In 1998, she joined President Clinton’s foreign policy team in a live CNN event promoting the administration’s threat to bomb Iraq into complying with the demands of U.N. weapons inspectors. An exchange between Albright and Columbus public school teacher Jon Strange was later billed by the media as the “question heard around the world.”

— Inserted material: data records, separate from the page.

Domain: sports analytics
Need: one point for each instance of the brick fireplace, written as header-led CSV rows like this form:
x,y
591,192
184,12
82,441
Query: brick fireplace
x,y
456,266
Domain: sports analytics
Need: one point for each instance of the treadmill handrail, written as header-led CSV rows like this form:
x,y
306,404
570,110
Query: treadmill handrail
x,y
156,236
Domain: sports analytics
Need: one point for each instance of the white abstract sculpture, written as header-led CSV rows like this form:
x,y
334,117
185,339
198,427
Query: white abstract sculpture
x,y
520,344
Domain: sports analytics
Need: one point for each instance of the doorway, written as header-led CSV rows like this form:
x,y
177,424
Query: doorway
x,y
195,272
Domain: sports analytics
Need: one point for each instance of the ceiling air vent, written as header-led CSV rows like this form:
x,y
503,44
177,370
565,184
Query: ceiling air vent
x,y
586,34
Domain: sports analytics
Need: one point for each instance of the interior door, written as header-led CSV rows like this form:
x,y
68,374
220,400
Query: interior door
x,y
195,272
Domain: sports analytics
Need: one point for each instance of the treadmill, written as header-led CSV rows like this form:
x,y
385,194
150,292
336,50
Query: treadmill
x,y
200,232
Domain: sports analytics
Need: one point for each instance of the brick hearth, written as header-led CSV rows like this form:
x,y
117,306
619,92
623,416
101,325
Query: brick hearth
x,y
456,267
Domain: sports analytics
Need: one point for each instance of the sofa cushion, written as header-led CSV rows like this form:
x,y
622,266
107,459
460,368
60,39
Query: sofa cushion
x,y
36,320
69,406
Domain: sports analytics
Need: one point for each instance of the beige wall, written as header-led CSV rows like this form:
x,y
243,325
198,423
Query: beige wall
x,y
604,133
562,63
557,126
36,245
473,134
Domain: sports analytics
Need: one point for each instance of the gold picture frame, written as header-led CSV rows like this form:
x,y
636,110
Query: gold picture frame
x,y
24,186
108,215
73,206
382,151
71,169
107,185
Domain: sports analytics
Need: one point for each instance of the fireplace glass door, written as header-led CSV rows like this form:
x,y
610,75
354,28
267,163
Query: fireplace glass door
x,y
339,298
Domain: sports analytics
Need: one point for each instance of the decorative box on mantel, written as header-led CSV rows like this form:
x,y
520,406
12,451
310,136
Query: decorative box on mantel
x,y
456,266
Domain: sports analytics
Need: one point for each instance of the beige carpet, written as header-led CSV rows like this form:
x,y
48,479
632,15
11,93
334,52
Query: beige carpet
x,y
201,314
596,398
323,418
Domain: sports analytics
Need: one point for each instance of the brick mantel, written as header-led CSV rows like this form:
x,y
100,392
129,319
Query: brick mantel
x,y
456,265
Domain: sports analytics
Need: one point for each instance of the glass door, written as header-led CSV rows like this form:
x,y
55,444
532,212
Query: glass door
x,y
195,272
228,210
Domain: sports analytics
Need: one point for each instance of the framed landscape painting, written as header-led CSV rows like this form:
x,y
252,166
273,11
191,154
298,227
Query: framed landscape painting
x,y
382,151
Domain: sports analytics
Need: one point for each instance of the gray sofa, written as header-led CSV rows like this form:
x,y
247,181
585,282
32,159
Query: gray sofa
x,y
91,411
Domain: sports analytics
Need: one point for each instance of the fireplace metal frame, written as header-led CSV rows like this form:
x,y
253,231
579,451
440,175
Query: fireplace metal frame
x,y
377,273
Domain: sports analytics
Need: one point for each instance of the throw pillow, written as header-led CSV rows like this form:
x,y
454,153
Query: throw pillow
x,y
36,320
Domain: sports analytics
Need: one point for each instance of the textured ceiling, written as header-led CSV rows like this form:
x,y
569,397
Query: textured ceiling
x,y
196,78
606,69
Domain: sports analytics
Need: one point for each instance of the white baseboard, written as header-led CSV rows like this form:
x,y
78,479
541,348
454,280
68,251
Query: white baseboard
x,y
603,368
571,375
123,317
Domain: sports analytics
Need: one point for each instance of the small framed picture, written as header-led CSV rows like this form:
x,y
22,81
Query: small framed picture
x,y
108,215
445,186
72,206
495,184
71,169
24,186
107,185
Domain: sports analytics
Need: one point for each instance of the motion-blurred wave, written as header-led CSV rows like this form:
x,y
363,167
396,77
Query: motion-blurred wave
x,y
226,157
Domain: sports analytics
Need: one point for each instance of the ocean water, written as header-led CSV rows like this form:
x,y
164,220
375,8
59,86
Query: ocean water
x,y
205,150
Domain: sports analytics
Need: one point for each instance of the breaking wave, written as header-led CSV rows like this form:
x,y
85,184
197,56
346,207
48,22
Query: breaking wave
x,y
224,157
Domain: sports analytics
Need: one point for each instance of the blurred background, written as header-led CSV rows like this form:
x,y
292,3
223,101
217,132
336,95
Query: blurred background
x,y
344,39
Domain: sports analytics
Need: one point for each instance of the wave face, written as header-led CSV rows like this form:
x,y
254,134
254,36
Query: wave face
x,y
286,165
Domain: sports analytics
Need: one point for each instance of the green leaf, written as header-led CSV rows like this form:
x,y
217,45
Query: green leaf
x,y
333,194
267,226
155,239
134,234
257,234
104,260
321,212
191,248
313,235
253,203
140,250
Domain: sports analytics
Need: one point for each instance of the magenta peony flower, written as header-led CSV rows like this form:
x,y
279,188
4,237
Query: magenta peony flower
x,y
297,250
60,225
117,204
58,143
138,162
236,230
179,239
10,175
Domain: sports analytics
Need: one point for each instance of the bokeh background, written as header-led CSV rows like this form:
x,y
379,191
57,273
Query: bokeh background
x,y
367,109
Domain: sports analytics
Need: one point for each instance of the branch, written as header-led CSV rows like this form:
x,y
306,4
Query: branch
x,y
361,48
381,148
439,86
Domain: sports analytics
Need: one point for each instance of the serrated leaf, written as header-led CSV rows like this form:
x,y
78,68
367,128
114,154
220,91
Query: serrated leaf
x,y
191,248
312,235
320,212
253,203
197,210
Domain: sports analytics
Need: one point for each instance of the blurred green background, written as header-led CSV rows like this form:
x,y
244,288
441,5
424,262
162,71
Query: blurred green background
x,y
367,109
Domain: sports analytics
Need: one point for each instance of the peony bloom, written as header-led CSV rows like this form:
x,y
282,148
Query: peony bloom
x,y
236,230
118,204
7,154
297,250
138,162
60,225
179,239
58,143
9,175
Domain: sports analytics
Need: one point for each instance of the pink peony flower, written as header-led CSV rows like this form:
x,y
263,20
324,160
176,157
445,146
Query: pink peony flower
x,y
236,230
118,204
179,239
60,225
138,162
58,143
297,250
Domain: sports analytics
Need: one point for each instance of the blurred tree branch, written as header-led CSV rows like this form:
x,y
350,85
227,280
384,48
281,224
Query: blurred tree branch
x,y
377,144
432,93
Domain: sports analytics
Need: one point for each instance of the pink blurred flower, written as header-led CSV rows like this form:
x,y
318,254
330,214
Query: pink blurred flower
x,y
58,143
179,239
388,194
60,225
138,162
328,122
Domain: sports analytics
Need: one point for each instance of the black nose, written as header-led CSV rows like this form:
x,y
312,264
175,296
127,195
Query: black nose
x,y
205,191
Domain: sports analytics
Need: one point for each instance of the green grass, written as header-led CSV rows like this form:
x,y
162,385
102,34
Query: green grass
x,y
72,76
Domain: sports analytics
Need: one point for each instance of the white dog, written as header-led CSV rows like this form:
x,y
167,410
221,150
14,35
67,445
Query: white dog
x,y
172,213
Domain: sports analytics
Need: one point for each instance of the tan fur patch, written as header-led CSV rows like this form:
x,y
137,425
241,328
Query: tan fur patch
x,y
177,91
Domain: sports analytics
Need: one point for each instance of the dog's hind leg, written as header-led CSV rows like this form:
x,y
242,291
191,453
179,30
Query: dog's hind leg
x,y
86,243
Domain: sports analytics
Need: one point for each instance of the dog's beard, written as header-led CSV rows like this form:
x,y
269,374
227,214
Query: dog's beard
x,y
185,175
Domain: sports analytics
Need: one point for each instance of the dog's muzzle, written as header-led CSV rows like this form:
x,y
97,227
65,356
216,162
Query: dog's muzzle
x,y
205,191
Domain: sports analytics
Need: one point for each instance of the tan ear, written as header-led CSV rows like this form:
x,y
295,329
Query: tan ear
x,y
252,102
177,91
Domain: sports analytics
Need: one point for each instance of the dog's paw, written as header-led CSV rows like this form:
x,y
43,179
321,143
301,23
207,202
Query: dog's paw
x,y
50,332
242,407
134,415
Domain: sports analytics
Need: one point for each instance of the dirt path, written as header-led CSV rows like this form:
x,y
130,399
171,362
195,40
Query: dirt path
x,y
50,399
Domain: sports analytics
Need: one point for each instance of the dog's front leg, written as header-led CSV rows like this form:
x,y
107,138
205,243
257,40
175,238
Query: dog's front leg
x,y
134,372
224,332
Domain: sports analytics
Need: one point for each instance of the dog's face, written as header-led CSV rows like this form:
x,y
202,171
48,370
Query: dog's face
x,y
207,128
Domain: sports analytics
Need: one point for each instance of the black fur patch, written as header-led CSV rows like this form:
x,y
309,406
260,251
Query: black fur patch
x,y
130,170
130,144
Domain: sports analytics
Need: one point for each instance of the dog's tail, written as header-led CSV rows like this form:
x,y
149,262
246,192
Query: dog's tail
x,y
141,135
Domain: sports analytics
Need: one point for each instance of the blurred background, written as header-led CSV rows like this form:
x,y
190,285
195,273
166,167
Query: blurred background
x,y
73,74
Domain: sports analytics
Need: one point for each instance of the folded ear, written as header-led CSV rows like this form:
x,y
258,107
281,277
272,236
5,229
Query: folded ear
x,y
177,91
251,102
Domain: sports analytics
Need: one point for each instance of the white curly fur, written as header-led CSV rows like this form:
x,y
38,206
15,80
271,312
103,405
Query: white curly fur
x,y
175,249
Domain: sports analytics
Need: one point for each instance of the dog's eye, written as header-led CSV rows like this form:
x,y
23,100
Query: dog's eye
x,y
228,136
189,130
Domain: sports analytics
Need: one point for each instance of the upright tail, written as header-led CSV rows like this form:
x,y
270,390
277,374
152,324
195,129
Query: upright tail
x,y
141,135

JON STRANGE: What do you have to say about dictators of countries like Indonesia, who we sell weapons to, yet they are slaughtering people in East Timor? What do you have to say about Israel, who is slaughtering Palestinians, who impose martial law? What do you have to say about that? Those are our allies. Why do we sell weapons to these countries? Why do we support them? Why do we bomb Iraq when it commits similar problems?

SECRETARY OF STATE MADELEINE ALBRIGHT: The — there are various examples of things that are not right in this world, and the United States is trying —

AUDIENCE: [booing]

SECRETARY OF STATE MADELEINE ALBRIGHT: I really am surprised that people feel that it is necessary to defend the rights of Saddam Hussein, when what we ought to be thinking about is how to make sure that he does not use weapons of mass destruction.

^^^ What should we call that? Gaslighting? Trolling? Suggesting that people were "Saddam Hussein defenders" is just a tad like "Putin apologists" and "Russian trolls."



www.democracynow.org/2022/3/24/former_secretary_state_madeleine_albright_dies
 
Quoting:

In 1998, she joined President Clinton’s foreign policy team in a live CNN event promoting the administration’s threat to bomb Iraq into complying with the demands of U.N. weapons inspectors. An exchange between Albright and Columbus public school teacher Jon Strange was later billed by the media as the “question heard around the world.”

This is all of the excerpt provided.